Chris Benson wrote:
> If you do want ammo, my war-story is: I'm doing some Perl courses at IBM
> in the UK, Perl is *the* scripting language used for writing tests and
> product builds for MQ, the SSA disk group ... and the Java development
> group.  Their main requirements are a common language across all
> platforms:  none of this :-
>       case `echo "X\c"` in
>       X?c)    ECHON=-n ;;
>       *)      ECHOC='\c' ;;
>       esac
>       echo $ECHON "Some prompt: $ECHOC"
> or
>       case `uname -o` in
>       Solaris)  # ...
>               ;;
>       AIX)    # ...
>               ;;
>       HPUX)   # ...
>               ;;
>       esac
> which doesn't work on OS/400, OS/2 and Win32 'cause there's no shell ...
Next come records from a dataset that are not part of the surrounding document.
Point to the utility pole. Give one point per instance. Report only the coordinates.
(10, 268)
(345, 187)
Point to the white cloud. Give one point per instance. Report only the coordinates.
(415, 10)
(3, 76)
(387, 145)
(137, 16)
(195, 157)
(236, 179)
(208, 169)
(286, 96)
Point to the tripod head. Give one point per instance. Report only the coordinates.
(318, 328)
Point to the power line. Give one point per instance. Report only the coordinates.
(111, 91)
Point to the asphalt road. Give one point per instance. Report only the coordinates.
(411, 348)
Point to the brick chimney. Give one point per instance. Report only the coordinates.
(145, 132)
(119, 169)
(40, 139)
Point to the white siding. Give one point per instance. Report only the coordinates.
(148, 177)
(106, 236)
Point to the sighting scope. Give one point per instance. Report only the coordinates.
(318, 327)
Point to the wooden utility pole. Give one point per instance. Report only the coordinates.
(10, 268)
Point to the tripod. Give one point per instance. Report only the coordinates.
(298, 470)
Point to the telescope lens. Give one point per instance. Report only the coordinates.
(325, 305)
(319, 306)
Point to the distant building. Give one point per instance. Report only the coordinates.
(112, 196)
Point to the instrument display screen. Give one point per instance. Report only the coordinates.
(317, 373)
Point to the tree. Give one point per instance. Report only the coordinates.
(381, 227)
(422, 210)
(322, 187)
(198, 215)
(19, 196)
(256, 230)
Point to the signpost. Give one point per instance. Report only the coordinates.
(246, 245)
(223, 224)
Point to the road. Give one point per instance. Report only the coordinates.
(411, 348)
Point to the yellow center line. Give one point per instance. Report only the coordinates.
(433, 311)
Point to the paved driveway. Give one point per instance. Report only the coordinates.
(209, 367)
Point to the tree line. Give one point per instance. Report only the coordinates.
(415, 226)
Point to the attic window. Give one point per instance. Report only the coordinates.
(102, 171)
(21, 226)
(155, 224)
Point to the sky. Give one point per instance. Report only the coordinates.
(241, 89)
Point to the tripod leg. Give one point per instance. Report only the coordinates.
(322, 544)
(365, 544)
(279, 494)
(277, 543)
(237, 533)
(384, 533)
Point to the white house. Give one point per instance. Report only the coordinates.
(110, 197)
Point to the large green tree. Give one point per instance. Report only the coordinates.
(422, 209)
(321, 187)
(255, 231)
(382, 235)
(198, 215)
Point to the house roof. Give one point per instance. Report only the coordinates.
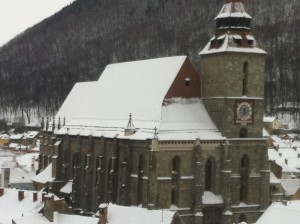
(279, 213)
(139, 88)
(117, 213)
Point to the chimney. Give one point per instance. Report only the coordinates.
(103, 214)
(35, 196)
(20, 195)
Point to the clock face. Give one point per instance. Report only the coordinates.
(244, 112)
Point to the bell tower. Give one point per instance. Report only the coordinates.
(232, 68)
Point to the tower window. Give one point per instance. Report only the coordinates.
(244, 172)
(245, 79)
(209, 167)
(187, 82)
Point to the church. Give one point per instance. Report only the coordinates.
(156, 134)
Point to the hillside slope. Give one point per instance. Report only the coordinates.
(39, 67)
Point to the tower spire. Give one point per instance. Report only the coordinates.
(233, 31)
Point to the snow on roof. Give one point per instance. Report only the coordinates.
(137, 87)
(16, 136)
(44, 176)
(228, 46)
(30, 219)
(291, 186)
(233, 9)
(13, 145)
(209, 198)
(27, 159)
(74, 219)
(122, 214)
(269, 119)
(31, 134)
(279, 213)
(181, 119)
(186, 119)
(11, 207)
(58, 219)
(20, 175)
(287, 158)
(274, 179)
(67, 189)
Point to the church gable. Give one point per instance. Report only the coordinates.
(186, 83)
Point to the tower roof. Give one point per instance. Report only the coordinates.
(233, 31)
(233, 8)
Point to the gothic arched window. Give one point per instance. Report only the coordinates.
(244, 173)
(209, 176)
(175, 180)
(140, 179)
(245, 78)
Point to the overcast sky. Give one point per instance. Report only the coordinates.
(17, 15)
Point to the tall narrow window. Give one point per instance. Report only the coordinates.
(245, 79)
(175, 180)
(242, 218)
(140, 179)
(209, 175)
(244, 173)
(75, 164)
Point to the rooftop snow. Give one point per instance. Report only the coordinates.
(233, 9)
(121, 214)
(67, 189)
(227, 46)
(44, 176)
(137, 87)
(184, 119)
(210, 198)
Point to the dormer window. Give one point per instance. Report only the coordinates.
(187, 82)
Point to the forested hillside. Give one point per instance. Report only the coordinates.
(39, 67)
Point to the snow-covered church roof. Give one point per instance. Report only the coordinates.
(103, 108)
(233, 9)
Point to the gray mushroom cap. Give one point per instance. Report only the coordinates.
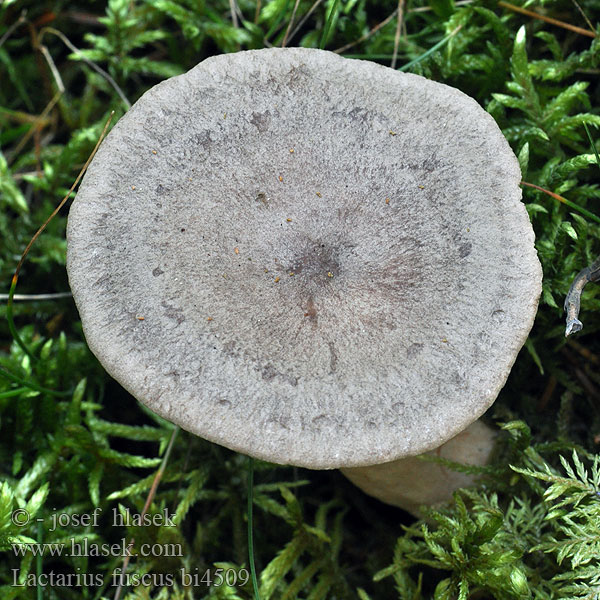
(312, 260)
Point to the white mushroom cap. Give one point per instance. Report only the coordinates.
(309, 259)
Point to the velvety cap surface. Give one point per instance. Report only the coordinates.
(309, 259)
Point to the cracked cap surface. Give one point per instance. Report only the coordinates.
(309, 259)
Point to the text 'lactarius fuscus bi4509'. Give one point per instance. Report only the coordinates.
(312, 260)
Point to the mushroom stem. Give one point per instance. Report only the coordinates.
(412, 482)
(573, 298)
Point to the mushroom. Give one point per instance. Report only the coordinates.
(312, 260)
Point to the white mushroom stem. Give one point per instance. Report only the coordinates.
(412, 482)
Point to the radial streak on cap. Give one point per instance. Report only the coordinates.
(347, 330)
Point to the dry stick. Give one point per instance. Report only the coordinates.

Here's another war story. You want to find the home directory and shell
of user $myuname. $HOME and $SHELL environment variables are unreliable
(especially if running via "su"). The best I could come up with is:
  myhome=`csh -fc "echo ~$myuname"`
  myshell=`egrep "^$myuname:" /etc/passwd | sed -e 's/^..*:\(..*\) *\$/\1/'`
But some Linux systems don't have csh. And using /etc/passwd is unsound --
what if they are using NIS+, say? True, I'm not up-to-date with the latest
Korn shell (it may have a way to solve this); I tend to use /bin/sh if I
need high portability (i.e. Korn shell and/or Perl may not be installed)
and Perl for everything else. In Perl, this problem is easily and soundly
solved by calling the getpwnam() function. Larry summarizes it with:
"It is easier to port a shell than a shell script"
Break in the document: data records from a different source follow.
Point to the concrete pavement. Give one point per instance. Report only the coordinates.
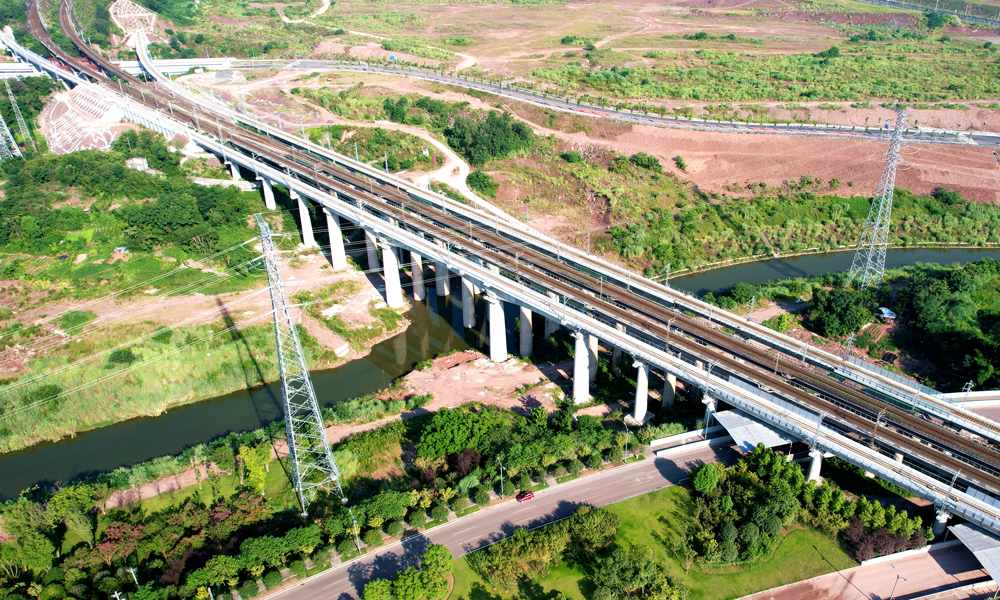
(491, 524)
(923, 573)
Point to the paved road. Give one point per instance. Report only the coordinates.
(489, 525)
(939, 136)
(924, 574)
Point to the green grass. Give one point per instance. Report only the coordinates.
(563, 579)
(653, 520)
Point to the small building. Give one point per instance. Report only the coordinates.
(886, 314)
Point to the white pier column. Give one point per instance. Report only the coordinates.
(498, 330)
(338, 257)
(393, 291)
(373, 264)
(469, 304)
(669, 389)
(815, 464)
(641, 392)
(441, 276)
(581, 377)
(417, 275)
(592, 347)
(308, 239)
(268, 192)
(526, 333)
(940, 522)
(552, 325)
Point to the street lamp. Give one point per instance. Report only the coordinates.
(628, 432)
(898, 577)
(357, 542)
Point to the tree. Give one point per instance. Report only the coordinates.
(706, 478)
(256, 460)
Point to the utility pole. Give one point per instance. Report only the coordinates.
(868, 266)
(501, 477)
(310, 459)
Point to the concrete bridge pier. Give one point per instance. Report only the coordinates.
(815, 464)
(393, 290)
(308, 239)
(469, 305)
(441, 277)
(417, 276)
(669, 389)
(498, 329)
(940, 523)
(268, 191)
(581, 364)
(372, 249)
(552, 325)
(592, 349)
(338, 256)
(527, 341)
(617, 352)
(641, 392)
I have written many cross-platform shell scripts, but it is much easier
to do in Perl. Joseph N Hall sums it up in "Effective Perl Programming",
Introduction: "Can you write cross-platform shell scripts? Yes, but with
extreme difficulty. Most mere mortals should not attempt such things.
Can you write cross-platform Perl scripts? Yes, easily."

Another point not mentioned yet is that Perl is far superior to shell
for writing secure scripts: it relies much less on forking external
commands and has a unique "taint mode" feature.

Just curious: why do they prefer Korn shell over bash, say?